Promuovere soluzioni all’avanguardia per abbattere le barriere e migliorare la qualità della vita delle persone con disabilità: una premessa e una promessa, dalle quali è nata l’idea di un convegno, di un incontro tra associazioni del territorio, istituzioni, aziende e privati cittadini.
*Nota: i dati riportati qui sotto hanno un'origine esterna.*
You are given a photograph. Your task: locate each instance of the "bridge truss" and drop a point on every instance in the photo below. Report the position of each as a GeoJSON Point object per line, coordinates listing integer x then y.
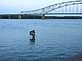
{"type": "Point", "coordinates": [46, 10]}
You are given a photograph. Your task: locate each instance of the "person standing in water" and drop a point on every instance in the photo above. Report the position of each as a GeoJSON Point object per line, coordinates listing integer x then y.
{"type": "Point", "coordinates": [32, 33]}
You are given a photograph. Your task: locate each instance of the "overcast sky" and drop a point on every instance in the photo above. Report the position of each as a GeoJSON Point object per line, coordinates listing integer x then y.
{"type": "Point", "coordinates": [12, 6]}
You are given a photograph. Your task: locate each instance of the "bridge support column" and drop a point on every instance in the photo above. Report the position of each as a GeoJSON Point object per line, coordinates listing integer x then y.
{"type": "Point", "coordinates": [43, 16]}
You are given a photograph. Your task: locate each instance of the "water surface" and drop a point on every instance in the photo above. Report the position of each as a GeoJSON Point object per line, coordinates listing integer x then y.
{"type": "Point", "coordinates": [56, 39]}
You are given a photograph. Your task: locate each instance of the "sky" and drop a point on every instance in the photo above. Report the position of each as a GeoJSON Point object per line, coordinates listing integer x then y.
{"type": "Point", "coordinates": [15, 6]}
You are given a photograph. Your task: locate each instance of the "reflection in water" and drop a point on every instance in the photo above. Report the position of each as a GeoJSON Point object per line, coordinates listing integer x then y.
{"type": "Point", "coordinates": [56, 40]}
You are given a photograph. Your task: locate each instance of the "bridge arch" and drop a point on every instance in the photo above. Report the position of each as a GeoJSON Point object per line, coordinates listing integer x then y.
{"type": "Point", "coordinates": [47, 9]}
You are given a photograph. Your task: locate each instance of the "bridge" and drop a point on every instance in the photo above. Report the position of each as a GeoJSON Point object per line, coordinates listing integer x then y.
{"type": "Point", "coordinates": [40, 13]}
{"type": "Point", "coordinates": [44, 11]}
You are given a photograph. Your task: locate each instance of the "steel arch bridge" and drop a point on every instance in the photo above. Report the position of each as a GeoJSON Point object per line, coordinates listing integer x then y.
{"type": "Point", "coordinates": [46, 10]}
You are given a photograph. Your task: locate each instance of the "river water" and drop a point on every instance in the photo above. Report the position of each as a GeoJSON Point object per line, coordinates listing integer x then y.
{"type": "Point", "coordinates": [56, 39]}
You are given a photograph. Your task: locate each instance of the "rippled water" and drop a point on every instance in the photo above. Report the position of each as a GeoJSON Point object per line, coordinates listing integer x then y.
{"type": "Point", "coordinates": [56, 39]}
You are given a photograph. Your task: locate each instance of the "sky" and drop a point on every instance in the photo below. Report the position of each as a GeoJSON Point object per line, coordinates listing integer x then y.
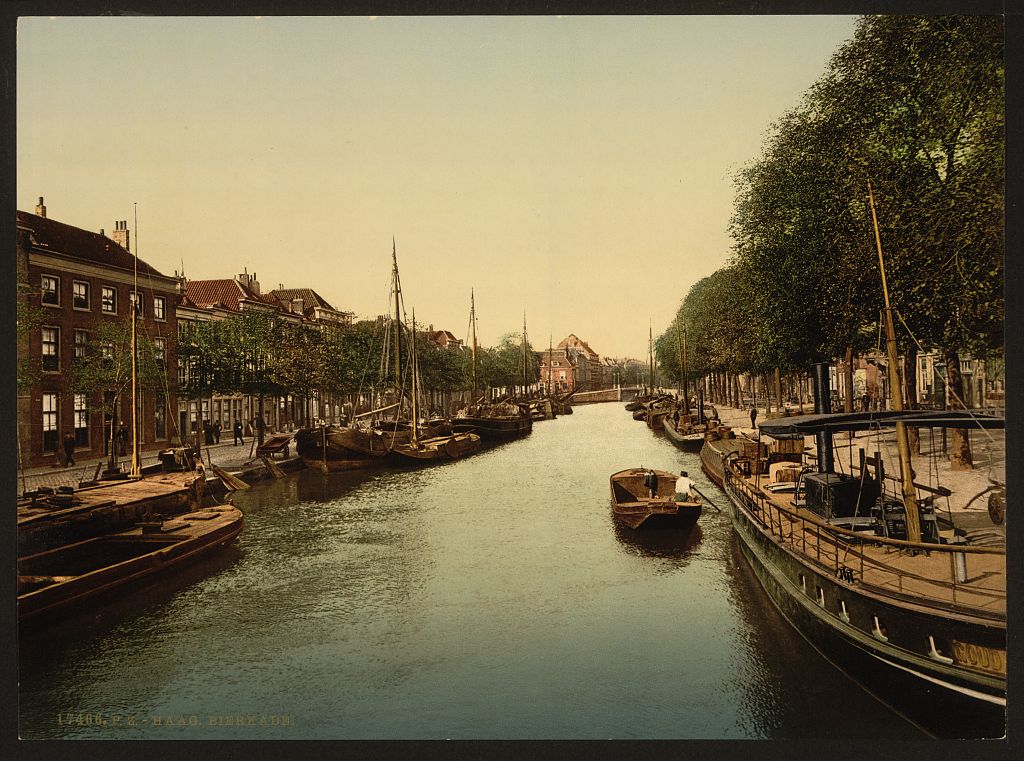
{"type": "Point", "coordinates": [578, 170]}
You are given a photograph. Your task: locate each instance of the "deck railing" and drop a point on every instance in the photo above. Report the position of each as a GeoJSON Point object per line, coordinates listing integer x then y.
{"type": "Point", "coordinates": [841, 551]}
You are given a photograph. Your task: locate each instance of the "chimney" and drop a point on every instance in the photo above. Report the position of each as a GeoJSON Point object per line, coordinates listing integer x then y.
{"type": "Point", "coordinates": [121, 235]}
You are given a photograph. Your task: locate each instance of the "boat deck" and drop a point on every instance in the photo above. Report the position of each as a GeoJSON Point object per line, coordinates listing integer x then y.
{"type": "Point", "coordinates": [892, 567]}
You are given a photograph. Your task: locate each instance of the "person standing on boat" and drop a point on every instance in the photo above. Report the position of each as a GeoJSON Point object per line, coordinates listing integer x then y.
{"type": "Point", "coordinates": [650, 482]}
{"type": "Point", "coordinates": [684, 488]}
{"type": "Point", "coordinates": [69, 445]}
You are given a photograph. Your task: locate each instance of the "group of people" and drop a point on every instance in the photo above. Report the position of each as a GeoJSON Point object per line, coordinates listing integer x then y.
{"type": "Point", "coordinates": [212, 432]}
{"type": "Point", "coordinates": [685, 489]}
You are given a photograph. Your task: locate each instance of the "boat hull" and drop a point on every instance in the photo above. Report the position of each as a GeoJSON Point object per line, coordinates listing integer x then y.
{"type": "Point", "coordinates": [65, 579]}
{"type": "Point", "coordinates": [635, 509]}
{"type": "Point", "coordinates": [845, 623]}
{"type": "Point", "coordinates": [494, 429]}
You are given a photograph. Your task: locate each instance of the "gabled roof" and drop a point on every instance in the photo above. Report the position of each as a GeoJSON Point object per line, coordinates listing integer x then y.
{"type": "Point", "coordinates": [49, 235]}
{"type": "Point", "coordinates": [207, 293]}
{"type": "Point", "coordinates": [309, 297]}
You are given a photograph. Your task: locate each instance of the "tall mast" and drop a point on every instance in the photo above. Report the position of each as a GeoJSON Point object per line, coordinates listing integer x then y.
{"type": "Point", "coordinates": [416, 411]}
{"type": "Point", "coordinates": [650, 356]}
{"type": "Point", "coordinates": [397, 315]}
{"type": "Point", "coordinates": [136, 469]}
{"type": "Point", "coordinates": [682, 365]}
{"type": "Point", "coordinates": [902, 441]}
{"type": "Point", "coordinates": [472, 325]}
{"type": "Point", "coordinates": [524, 354]}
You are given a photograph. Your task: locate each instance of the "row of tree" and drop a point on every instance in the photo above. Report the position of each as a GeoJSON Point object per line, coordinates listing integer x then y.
{"type": "Point", "coordinates": [914, 106]}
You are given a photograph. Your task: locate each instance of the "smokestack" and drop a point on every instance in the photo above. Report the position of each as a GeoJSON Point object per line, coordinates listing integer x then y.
{"type": "Point", "coordinates": [822, 406]}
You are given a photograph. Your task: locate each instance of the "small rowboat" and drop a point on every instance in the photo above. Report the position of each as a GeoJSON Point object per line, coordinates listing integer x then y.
{"type": "Point", "coordinates": [634, 507]}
Nella concessionaria Autouno di Casoria, che per l’occasione si è trasformata in uno spazio in cui per la prima volta i veicoli non sono protagonisti della scena ma semplice contorno, coronamento di un discorso che parte dall’analisi dei bisogni e arriva alla proposta di soluzioni concrete, si sono incontrate le voci di Raffaele Bene (sindaco di Casoria), Marianna Morra (Assessore alle Politiche Sociali di Casoria), Guido Bourelly (CEO di Bourelly Group e Presidente Gruppo Piccola Industria dell’Unione Industriali) e Angela Procida (Ingegnere Biomedico e Campionessa Paralimpica, Medaglia di Bronzo a Parigi 2024).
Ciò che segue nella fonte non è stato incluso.